Popular? (chuckles) Mm-hmm.
It's fine.
I don't need to be a theoretical physicist.
There's lots of things I could use this brain for.
I could be an accountant for the mob.
I could guess people's weight at the fair.
This is getting silly.
Is it? Okay.
That is enough.
Your lives are not wasted.
Your careers are not at a dead end.
You just hit a rough patch.
Instead of feeling sorry for yourselves, you need to get up and get inspired.
How? I don't know.
You know, when I'm feeling down, I go for a run, which is exactly why I'm not 180 pounds, genius! I know where we need to go.
Are we running there? Because watching drunk Sheldon run would be the highlight of my life.
WOLOWITZ: We're going to see Richard Feynman.
Penny, Richard Feynman is an iconic phys I know who he is.
Leonard dressed as him for Halloween last year.
PENNY: I had no idea Richard Feynman was dead.
Most people don't know he's actually buried right here in Altadena.
I'm sure they keep a lid on that to avoid traffic jams.
(chuckles) Here he is.
Oh, wow.
He's buried with his wife.
We get it.
A lady loved you.
Quit bragging.
Feynman was so cool.
When I was a kid, I'd put on some headphones and crank up one of his lectures and just jam out to knowledge.
This guy knew how to live.
He taught himself musical instruments.
He studied Portuguese.
Just to give a speech in Brazil.
The only part of me that's been to Brazil is my bikini line.
He did so much.
And here we are, stuck and letting him down.
You know, Feynman used to say he didn't do physics for the glory or the awards, but just for the fun of it.
He was right.
Physics is only dead when we stop being excited about it.
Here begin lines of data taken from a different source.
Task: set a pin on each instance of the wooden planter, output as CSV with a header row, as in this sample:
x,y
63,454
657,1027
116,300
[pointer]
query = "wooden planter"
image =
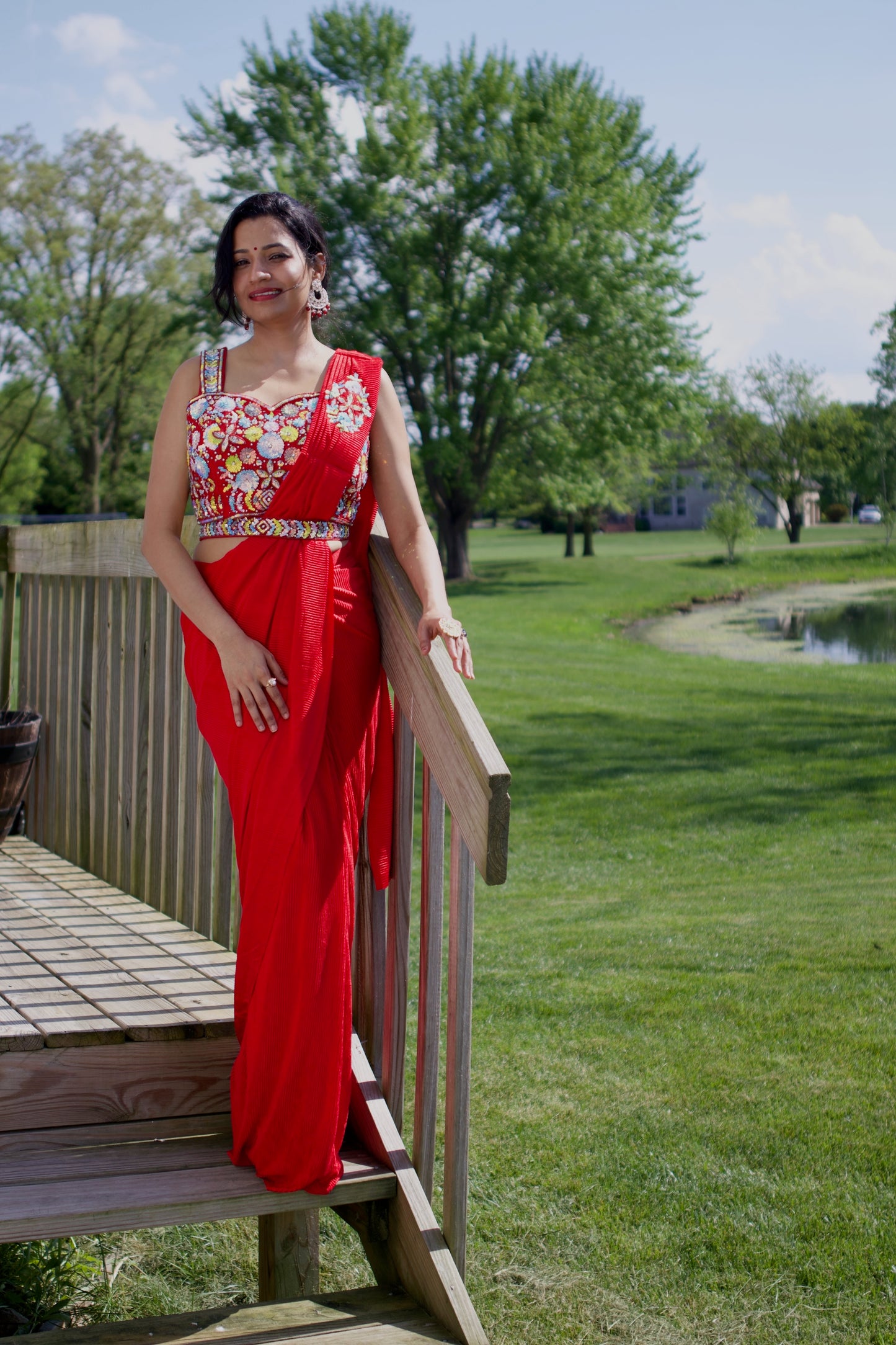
x,y
19,738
Even beyond the grave, he's imparting wisdom.
Um, I'm the one who remembered it.
Give me the bottle.
I mean, it might be a little corny, but I say we pour one out for all the science homies who came before us.
I love that.
(Wolowitz chuckles) Mm-hmm.
(chuckles softly) (gags) Here comes some more.
(Sheldon retching) Ah, we got to see him run.
(knocks on door) Oh, hi, you wanted to see me? Yes.
I wanted to talk to you about the e-mail you sent me last night.
I sent you an e-mail? You bet you did.
Shalom and aloha from the grave of Richard Feynman.
" (groans): Oh, it's coming back to me.
"Please accept the following retraction: "I know I said physics is dead, "but it is the opposite of dead.
"If anything, "it is undead, like a zombie.
"Speaking of which, "if Richard Feynman came back as a zombie, I would totally let him bite me.
" Any chance that's the end? "I got bit by a squirrel once.
"I had to get rabies shots.
"I cried so much, "my mother said 'don't be a baby.
' "In conclusion, "physics is great.
"Squirrels suck, and someday, "I'm gonna put my mom in a cheap nursing home.
"Yours truly, XOXO, Dr.
Leonard Hofstadter.
" I-I can explain.
I "P.
"Can you come pick us up? "The Uber driver won't open the door because Sheldon is covered in blue vomit.